FWIW, latest version of this patch is here, but it didn't get any
replies since it was posted last Tuesday (and the mail quoted below is
just one day younger):

https://lore.kernel.org/all/20230220180729.23862-1-mario.limonciello@amd.com/

Ciao, Thorsten (wearing his 'the Linux kernel's regression tracker' hat)
--
Everything you wanna know about Linux kernel regression tracking:
https://linux-regtracking.leemhuis.info/about/#tldr
If I did something stupid, please tell me, as explained on that page.

#regzbot poke

On 22.02.23 00:10, Limonciello, Mario wrote:
> [Public]
> 
>> -----Original Message-----
>> From: Jarkko Sakkinen <jarkko@kernel.org>
>> Sent: Tuesday, February 21, 2023 16:53
>> To: Limonciello, Mario <Mario.Limonciello@amd.com>
>> Cc: Thorsten Leemhuis <regressions@leemhuis.info>; James Bottomley
>> <James.Bottomley@hansenpartnership.com>; Jason@zx2c4.com; linux-
>> integrity@vger.kernel.org; linux-kernel@vger.kernel.org;
>> stable@vger.kernel.org; Linus Torvalds <torvalds@linux-foundation.org>;
>> Linux kernel regressions list <regressions@lists.linux.dev>
>> Subject: Re: [PATCH 1/1] tpm: disable hwrng for fTPM on some AMD designs
>>
>> On Fri, Feb 17, 2023 at 08:25:56PM -0600, Limonciello, Mario wrote:
>>> On 2/17/2023 16:05, Jarkko Sakkinen wrote:
>>>
>>>> Perhaps tpm_amd_* ?
>>>
>>> When Jason first proposed this patch I feel the intent was it could cover
>>> multiple deficiencies.
>>> But as this is the only one for now, sure re-naming it is fine.
>>>
>>>>
>>>> Also, just a question: is there any legit use for fTPM's, which are not
>>>> updated?

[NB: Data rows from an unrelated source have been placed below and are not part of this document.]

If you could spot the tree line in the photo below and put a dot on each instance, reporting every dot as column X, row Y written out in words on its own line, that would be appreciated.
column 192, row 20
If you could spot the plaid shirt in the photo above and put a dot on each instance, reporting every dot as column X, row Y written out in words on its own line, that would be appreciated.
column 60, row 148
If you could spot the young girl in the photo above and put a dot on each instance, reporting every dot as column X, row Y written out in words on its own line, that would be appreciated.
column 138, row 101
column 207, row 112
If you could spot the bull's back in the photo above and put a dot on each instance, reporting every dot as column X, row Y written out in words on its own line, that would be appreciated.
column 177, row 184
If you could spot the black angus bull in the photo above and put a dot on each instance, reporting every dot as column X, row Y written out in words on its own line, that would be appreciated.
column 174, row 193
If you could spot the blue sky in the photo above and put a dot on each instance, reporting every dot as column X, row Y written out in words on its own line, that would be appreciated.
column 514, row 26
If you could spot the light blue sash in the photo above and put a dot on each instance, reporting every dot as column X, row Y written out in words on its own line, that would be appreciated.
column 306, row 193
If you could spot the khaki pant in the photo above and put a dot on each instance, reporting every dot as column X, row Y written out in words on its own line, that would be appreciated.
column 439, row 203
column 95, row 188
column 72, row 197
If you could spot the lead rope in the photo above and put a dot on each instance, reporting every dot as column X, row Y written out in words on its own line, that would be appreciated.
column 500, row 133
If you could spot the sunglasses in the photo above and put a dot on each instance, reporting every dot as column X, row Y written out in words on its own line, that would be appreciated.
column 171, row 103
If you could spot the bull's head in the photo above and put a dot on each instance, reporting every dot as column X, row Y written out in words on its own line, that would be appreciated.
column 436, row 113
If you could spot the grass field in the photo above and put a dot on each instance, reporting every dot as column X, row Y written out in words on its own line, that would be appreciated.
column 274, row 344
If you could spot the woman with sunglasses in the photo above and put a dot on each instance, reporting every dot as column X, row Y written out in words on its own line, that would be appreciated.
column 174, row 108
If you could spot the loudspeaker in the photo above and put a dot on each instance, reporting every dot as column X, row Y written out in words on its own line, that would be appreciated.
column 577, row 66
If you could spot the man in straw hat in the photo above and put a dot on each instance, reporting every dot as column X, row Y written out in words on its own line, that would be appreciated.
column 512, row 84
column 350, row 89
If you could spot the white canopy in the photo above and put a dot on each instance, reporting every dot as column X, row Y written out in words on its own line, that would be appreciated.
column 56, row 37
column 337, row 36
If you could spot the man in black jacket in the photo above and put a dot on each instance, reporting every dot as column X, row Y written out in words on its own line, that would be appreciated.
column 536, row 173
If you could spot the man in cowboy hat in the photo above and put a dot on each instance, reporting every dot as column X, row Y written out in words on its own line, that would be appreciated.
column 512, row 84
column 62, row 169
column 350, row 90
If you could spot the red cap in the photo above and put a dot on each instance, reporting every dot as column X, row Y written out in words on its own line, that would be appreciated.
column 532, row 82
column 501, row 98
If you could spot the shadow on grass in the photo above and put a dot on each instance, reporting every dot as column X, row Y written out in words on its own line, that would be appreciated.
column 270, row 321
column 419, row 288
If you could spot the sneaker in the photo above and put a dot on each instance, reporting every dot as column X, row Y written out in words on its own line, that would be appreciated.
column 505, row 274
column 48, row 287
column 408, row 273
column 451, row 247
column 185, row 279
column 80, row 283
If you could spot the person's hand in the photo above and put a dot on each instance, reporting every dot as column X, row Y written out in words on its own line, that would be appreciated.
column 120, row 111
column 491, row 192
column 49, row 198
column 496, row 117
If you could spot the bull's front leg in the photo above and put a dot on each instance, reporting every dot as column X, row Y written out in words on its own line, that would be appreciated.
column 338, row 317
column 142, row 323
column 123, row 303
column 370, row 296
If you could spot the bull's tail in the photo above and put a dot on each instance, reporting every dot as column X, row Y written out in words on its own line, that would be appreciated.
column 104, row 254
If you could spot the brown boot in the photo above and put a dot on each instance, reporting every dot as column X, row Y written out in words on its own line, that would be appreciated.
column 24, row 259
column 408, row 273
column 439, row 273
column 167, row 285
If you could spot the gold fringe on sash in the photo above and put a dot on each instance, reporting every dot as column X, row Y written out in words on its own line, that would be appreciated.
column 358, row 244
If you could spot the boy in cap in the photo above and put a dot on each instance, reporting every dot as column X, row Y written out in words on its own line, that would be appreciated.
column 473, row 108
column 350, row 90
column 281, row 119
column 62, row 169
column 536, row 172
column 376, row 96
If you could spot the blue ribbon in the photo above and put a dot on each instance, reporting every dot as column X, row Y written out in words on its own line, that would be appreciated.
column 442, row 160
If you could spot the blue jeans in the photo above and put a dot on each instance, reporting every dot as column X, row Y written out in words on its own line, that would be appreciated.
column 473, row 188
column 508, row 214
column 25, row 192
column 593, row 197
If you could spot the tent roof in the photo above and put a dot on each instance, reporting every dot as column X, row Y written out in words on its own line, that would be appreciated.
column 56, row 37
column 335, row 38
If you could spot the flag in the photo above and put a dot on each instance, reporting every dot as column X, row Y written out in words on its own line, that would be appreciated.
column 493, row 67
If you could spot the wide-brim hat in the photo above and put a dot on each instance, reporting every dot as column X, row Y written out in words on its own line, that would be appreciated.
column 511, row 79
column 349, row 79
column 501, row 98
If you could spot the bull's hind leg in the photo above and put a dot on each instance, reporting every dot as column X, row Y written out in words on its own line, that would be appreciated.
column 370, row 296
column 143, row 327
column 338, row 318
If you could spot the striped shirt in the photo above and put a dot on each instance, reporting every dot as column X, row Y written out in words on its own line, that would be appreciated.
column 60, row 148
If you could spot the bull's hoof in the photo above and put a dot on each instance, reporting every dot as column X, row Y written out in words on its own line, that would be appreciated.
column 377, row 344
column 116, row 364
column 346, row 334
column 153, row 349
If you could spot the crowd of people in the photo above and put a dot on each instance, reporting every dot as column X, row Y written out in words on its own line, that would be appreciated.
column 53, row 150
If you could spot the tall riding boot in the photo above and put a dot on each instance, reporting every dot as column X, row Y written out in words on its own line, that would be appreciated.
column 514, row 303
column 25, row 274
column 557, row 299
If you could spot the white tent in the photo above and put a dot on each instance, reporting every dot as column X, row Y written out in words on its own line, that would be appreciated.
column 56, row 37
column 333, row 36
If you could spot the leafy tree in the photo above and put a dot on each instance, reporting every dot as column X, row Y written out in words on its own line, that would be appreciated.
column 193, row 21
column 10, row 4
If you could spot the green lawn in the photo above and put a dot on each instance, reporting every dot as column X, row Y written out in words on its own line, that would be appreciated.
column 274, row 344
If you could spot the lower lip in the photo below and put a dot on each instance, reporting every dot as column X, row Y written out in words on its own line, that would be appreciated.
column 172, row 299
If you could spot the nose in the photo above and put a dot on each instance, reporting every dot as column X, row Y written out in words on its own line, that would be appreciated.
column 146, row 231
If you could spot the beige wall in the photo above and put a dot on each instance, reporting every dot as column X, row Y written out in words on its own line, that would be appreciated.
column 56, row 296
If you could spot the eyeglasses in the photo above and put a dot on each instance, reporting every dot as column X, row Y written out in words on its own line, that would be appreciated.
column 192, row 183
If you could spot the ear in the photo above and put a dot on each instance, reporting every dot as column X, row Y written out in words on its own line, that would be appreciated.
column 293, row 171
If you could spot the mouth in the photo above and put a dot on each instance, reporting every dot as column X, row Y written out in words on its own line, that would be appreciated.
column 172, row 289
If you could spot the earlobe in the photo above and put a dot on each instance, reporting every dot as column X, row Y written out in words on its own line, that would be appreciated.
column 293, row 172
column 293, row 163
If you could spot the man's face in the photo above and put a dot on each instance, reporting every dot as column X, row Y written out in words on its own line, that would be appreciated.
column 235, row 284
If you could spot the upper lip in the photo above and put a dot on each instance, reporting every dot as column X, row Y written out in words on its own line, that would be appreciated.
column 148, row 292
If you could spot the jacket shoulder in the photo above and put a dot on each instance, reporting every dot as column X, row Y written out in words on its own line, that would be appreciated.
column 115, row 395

I.e. why would want tpm_crb to initialize with a dysfunctional
>>>> firmware?>
>>>> I.e. the existential question is: is it better to workaround the issue and
>>>> let pass through, or make the user aware that the firmware would really
>>>> need an update.
>>>>
>>>
>>> On 2/17/2023 16:35, Jarkko Sakkinen wrote:
>>>>>
>>>>> Hmm, no reply since Mario posted this.
>>>>>
>>>>> Jarkko, James, what's your stance on this? Does the patch look fine
>> from
>>>>> your point of view? And does the situation justify merging this on the
>>>>> last minute for 6.2? Or should we merge it early for 6.3 and then
>>>>> backport to stable?
>>>>>
>>>>> Ciao, Thorsten
>>>>
>>>> As I stated in earlier response: do we want to forbid tpm_crb in this case
>>>> or do we want to pass-through with a faulty firmware?
>>>>
>>>> Not weighting either choice here I just don't see any motivating points
>>>> in the commit message to pick either, that's all.
>>>>
>>>> BR, Jarkko
>>>
>>> Even if you're not using RNG functionality you can still do plenty of other
>>> things with the TPM.  The RNG functionality is what tripped up this issue
>>> though.  All of these issues were only raised because the kernel started
>>> using it by default for RNG and userspace wants random numbers all the
>> time.
>>>
>>> If the firmware was easily updatable from all the OEMs I would lean on
>>> trying to encourage people to update.  But alas this has been available for
>>> over a year and a sizable number of OEMs haven't distributed a fix.
>>>
>>> The major issue I see with forbidding tpm_crb is that users may have been
>>> using the fTPM for something and taking it away in an update could lead to
>> a
>>> no-boot scenario if they're (for example) tying a policy to PCR values and
>>> can no longer access those.
>>>
>>> If the consensus were to go that direction instead I would want to see a
>>> module parameter that lets users turn on the fTPM even knowing this
>> problem
>>> exists so they could recover.  That all seems pretty expensive to me for
>>> this problem.
>>
>> I agree with the last argument.
> 
> FYI, I did send out a v2 and folded in this argument to the commit message
> and adjusted for your feedback.  You might not have found it in your inbox
> yet.
> 
>>
>> I re-read the commit message and
>> https://www.amd.com/en/support/kb/faq/pa-410.
>>
>> Why this scopes down to only rng? Should TPM2_CC_GET_RANDOM also
>> blocked
>> from /dev/tpm0?
>>
> 
> The only reason that this commit was created is because the kernel utilized
> the fTPM for hwrng which triggered the problem.  If that never happened
> this probably wouldn't have been exposed either.
> 
> Yes; I would agree that if someone was to do other fTPM operations over
> an extended period of time it's plausible they can cause the problem too. 
> 
> But picking and choosing functionality to block seems quite arbitrary to me.
>

Jarkko Sakkinen Feb. 27, 2023, 11:14 a.m. UTC | #8

On Mon, Feb 27, 2023 at 11:57:15AM +0100, Thorsten Leemhuis wrote:
> Hi, this is your Linux kernel regression tracker. Top-posting for once,
> to make this easily accessible to everyone.
> 
> Jarkko (or James), what is needed to get this regression resolved? More
> people showed up that are apparently affected by this. Sure, 6.2 is out,
> but it's a regression in 6.1 it thus would be good to fix rather sooner
> than later. Ideally this week, if you ask me.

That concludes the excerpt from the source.